Consistency is the perfect word to sum up Curry’s game Saturday. He recorded seven pars and one birdie on the first nine. He picked up steam on the back nine, registering four more birdies before finishing with bogeys on Nos. 17 and 18.
“On 17, I had it lined up right, and it broke a little more than I thought. I guess it hit poana (grass),” Curry said. “And 18, putting from the fringe, probably the first time I did it all day, all tournament, I didn’t know how fast it would come out of the fringe, and it got on the green. It was flying, and I kind of got a little rattled after that.”
The back-to-back bogeys let Curry’s pairing partner, Roenick, sneak back in despite hitting out of bounds on No. 18.
Roenick, whose temper runs hot at times on the golf course, exercised uncharacteristic poise on the OB and throughout 18. He even stayed calm after hitting his first drive of the day into a bunker for a bogey.
“Usually I would have had a conniption on the first hole,” Roenick said. “But I made bogey and settled it down. I made four birdies and I bogeyed 18. So it was a big sandwich.”
The first and last holes were the only bogeys Roenick had all day on his way to adding 24 to his Friday score of 22.
In the middle of that bogey sandwich, Roenick also added a tuck-and-roll touchdown catch from John Elway on a spectator-packed No. 17.
“As soon as I caught it, I did the barrel rollover one of the bushes. It was a touchdown,” said Roenick, who dropped the first pass Elway threw him.
Chandler birdied three of his first four holes (Nos. 1, 3 and 4) to start the day. He added two birdies on the back nine.
“I got off to a fast start,” Chandler said. “Both yesterday and today I kind of fell asleep in that 6 to 8 area a little bit. And I just kind of held on for a while, and then played real solid coming in. I hit what I thought was a perfect little lob wedge on 18 that hit, bounced in the bunker, plugged and I made a nice bogey putt.”

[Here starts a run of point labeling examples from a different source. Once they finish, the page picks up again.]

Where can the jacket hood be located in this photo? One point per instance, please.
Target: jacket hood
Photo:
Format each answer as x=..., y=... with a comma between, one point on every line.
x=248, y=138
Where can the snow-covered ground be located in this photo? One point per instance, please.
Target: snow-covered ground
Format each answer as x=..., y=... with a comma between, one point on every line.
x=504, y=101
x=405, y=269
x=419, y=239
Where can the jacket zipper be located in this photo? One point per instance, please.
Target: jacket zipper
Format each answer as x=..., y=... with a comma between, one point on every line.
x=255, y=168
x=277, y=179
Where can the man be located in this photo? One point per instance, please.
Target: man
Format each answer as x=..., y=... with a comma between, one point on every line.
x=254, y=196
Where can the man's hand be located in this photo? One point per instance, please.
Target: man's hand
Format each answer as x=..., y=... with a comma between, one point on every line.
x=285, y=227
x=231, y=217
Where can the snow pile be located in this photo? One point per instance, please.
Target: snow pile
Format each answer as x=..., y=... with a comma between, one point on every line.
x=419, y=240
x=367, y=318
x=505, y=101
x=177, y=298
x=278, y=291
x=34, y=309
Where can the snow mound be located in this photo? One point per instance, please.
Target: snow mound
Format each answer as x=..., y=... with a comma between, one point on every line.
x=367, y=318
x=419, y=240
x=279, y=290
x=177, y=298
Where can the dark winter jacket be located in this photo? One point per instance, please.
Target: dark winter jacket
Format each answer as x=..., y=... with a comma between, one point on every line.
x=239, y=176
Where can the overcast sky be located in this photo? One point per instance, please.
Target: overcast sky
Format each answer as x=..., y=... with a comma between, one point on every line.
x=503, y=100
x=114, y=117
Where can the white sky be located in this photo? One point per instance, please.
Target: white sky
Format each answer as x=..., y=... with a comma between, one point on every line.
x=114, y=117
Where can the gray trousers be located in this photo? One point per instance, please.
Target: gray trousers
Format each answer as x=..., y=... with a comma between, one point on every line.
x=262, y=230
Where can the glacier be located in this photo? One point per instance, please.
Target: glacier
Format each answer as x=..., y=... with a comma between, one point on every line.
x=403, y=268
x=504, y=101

Rypien, who was leading by two shots after Friday, finished with an 18 for the day and 45 total.
“I started off pretty slow,” Rypien said. “I got a bogey on the first hole. I hit it in the sand trap over the green at 1. I made a good two-putt bogey. From then on I played par golf, made a birdie and finished with nine points on the front side.
“I just didn’t make anything, and that’s Tahoe every year, though. I mean if you make 18 points out here you feel like you left a lot out there, but everybody misses putts. You have 10-15 footers all day long. It’s a crap shoot whether it’s going to hit a chunk of poana or stay on line. One day it looks like it’s going to break left to right and it breaks left to right. And when Steph gets to be 50, he’ll play in the 50th anniversary of this and he’ll be shaking his head, too.”
Maybe some day, but for now Curry is just concentrating on turning in a repeat performance today.
“I don’t know what to expect the winning number will be, but as long as I don’t make any mistakes, roll in a couple of birdies and keep the confidence I have swinging the club, we’ll see what happens,” Curry said. “Hopefully, it won’t have to come down to a four-putt on 18.”
Nevada Appeal sports editor Darrell Moody contributed to this report.